To avoid cabin fever, the band lived in holiday homes throughout the village. That spring, Mike Scott started each day with a deep breath of clear Atlantic air before hopping on his bike and pedaling to Spiddal House. As he entered the doors, he heard his bandmates playing drums and fiddles. There was no phone or TV in the house, and they kept to a strict timetable. In this atmosphere, the Waterboys produced tracks like When Ye Go Away and A Bang on the Ear.

It was not all magical dreamtime. The cook was a local gay man named Bandy Donovan, and  his unrequited passion for these leather-trousered troubadours finally turned his head. When he got his first wages, he downed several drinks along with his anti-depressant pills and marched on the house with a double-barrelled shotgun. Producer John Dunford tackled him to the ground and broke the loaded gun across his knee. Scott emerged from the recording studio to find Dunford dragging Donovan from the house, the hapless cook asking “should I go in and make the dinner now?”

As we approached the end of the sessions, spring gave way to summer and a spell of gorgeous weather enfolded the west of Ireland. This and the long light evenings impacted on us like a draught of magic and turned us what in older, more innocent times would have been termed fey.

— Mike Scott, Adventures of a Waterboy (2012)

Perhaps the most ambitious number was a recording of W.B. Yeats’ poem The Stolen Child. They recruited Scottish musician Colin Blakey of We Free Kings to play the flute. The expected drummer failed to appear, but fortunately Padraig Stevens of the Sawdoctors was in the area. Stevens couldn’t make the drums work with the tune, so he borrowed some little brass bells from the neighbours to evoke the fairy feeling.

Come away, O human child!
To the waters and the wild
With a faery, hand in hand,
For the world’s more full of weeping than you can understand.

— The Stolen Child, W.B. Yeats (1889)

Scott sang the chorus of The Stolen Child, but he didn’t like the way his voice sounded in the spoken verses. A few months earlier, he’d bought a cassette by local sean-nos singer Tomás Mac Eoin, and now he sent Hutchinson and Thistlethwaite up the coast to Carraroe to persuade the old man to perform on the track.

We went into the studio, the rock ‘n’roller and the sean-nós singer, and sat facing each other across the gulf between our different worlds… When the music started playing I gave Tomás a gentle signal with my hand a split-second in advance of where I imagined each line of the poem falling. And he responded, his giant of a voice rolling out the rich syllables on cue like an old god pouring wine down a mountainside.
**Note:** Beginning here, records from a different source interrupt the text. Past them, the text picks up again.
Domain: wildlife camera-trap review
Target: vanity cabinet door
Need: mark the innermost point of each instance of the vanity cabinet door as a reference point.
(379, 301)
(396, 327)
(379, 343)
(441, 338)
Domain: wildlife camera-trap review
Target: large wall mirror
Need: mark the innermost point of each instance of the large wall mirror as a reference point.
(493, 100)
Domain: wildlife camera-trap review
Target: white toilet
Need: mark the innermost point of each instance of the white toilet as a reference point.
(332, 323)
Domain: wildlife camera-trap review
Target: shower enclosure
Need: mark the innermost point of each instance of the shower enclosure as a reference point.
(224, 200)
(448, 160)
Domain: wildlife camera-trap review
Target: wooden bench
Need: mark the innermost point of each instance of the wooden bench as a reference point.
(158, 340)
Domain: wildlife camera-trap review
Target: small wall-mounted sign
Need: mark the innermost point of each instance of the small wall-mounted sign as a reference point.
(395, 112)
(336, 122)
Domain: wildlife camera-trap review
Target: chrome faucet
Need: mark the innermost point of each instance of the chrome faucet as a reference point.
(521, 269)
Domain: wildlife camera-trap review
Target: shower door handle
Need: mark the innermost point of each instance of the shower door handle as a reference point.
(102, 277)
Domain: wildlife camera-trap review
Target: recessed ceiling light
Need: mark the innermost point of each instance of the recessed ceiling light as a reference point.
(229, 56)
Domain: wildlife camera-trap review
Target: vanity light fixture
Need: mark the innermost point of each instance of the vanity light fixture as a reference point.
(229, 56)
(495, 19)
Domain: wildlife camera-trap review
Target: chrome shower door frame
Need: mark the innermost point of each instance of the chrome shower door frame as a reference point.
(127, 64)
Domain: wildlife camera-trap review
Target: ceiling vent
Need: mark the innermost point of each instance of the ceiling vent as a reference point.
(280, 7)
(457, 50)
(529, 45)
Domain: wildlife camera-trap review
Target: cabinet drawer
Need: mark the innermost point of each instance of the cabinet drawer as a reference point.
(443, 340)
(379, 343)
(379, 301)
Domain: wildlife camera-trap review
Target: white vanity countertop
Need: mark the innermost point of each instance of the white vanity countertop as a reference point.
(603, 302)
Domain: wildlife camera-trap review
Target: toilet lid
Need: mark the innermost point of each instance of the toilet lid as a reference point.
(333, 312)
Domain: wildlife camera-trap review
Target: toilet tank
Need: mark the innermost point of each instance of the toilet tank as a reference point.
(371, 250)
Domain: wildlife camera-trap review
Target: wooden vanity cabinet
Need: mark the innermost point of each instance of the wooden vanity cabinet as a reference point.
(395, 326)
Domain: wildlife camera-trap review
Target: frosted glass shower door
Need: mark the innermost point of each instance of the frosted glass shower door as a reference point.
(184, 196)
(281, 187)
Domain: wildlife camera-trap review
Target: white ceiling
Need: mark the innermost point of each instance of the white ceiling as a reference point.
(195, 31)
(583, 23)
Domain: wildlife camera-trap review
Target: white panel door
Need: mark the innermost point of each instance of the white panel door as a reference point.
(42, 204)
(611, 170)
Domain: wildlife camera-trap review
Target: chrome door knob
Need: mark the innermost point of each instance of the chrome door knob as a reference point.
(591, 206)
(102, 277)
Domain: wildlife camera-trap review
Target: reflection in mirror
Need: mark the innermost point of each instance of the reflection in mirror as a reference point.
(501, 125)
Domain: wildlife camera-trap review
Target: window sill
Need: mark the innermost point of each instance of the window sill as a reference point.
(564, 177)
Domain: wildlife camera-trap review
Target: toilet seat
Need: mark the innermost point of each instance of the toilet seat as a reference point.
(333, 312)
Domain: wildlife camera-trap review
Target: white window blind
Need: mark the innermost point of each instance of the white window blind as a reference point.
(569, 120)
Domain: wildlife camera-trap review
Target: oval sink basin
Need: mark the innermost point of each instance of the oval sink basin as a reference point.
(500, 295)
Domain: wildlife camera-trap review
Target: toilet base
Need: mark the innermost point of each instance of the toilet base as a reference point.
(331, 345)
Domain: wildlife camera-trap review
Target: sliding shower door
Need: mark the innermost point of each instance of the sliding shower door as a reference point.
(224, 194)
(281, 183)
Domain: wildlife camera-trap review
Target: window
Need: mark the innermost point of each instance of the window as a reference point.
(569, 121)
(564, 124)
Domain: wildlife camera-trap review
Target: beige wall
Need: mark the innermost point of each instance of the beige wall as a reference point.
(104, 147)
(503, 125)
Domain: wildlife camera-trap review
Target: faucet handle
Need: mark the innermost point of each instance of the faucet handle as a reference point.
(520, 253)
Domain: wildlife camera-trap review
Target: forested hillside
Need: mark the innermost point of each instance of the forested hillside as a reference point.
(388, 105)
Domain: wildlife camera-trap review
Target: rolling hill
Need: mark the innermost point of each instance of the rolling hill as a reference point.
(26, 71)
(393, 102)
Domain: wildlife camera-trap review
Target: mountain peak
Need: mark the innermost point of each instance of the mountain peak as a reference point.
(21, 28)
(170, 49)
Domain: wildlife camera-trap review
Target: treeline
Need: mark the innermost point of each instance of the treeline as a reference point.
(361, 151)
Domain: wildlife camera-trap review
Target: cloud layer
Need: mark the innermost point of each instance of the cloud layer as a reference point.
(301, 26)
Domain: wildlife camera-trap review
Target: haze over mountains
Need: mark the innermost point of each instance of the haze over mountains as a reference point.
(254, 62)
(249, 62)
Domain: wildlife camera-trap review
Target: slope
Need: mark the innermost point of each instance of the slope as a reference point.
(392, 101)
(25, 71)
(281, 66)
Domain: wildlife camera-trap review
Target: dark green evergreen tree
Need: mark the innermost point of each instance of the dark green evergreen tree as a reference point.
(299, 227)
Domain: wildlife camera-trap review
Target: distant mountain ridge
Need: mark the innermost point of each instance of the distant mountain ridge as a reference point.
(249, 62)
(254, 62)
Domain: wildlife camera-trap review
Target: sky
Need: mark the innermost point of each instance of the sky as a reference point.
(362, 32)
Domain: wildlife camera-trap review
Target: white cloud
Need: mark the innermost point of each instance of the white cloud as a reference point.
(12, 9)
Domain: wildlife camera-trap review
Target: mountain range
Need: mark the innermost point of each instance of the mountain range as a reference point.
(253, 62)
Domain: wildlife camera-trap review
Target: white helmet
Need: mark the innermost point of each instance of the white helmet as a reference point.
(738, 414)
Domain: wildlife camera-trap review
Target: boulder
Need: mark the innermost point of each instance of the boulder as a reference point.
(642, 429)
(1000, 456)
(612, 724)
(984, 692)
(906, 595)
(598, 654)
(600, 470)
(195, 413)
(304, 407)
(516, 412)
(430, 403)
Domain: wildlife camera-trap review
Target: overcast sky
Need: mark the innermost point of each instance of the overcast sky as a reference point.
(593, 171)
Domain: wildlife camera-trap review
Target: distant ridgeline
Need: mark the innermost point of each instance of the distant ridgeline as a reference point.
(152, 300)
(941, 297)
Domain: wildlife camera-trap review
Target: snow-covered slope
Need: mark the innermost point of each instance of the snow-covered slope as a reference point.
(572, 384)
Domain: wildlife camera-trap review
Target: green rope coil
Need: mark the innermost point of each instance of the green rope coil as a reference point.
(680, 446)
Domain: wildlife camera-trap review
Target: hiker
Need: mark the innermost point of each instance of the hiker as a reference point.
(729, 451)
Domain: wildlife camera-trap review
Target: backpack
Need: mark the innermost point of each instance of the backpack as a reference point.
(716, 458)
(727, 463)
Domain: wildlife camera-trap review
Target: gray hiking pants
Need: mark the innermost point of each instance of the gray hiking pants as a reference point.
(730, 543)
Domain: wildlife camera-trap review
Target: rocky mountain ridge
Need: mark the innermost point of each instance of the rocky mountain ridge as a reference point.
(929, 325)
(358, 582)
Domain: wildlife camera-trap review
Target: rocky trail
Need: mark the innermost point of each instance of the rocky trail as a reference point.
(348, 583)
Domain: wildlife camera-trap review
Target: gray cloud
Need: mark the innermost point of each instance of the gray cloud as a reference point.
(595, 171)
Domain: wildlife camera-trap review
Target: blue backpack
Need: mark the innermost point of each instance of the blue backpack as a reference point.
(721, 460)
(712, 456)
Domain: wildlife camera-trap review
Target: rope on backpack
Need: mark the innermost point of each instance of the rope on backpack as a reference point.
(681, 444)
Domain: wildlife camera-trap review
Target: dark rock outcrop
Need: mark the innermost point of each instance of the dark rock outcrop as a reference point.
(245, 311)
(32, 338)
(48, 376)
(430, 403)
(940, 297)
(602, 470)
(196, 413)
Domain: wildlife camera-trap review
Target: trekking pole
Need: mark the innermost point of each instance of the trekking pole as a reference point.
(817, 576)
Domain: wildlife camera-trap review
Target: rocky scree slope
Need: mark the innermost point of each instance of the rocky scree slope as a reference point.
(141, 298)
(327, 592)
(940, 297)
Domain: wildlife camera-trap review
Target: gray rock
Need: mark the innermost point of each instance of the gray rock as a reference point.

— Mike Scott, Adventures of a Waterboy (2012)

On their penultimate night in Spiddal House, the Waterboys held a jam session until 8am, when the roadies arrived from Galway to haul away the mixing desk and other gear. The next evening a party began in Hughes’ bar and finished up at Hutchinson and Thistlethwaite’s bungalow. At the end of the night, a chorus line of musicians and Spiddal folk smoked reefers and kicked their legs up in a can-can.

The Waterboys’ third album, Fisherman’s Blues, was released that October. Critics were divided, some bemoaning the band’s change of direction, others proclaiming it their best work yet. But the air of Spiddal had done its magic;  Fisherman’s Blues  would be their biggest selling album, and their next tour was a sellout.

The Waterboys themselves would never be the same after the summer of 1988. A young accordionist called Sharon Shannon joined them for a while, but after a disagreement in the direction of the band, she left along with Wickham. Hutchinson eventually became a full-time trad musician, while Thistlethwaite returned to Galway to join The Sawdoctors and raise a family.

By 1993, the Waterboys were no more, although Scott re-recruited Wickham and resurrected the name with new members in 2000. The Spiddal sessions had been so productive that, in 2001, he was able to release a new album (Too Close to Heaven) with the leftover material. The band returned to their favourite Sligo poet as an inspiration for their 10th album, An Appointment with Mr Yeats.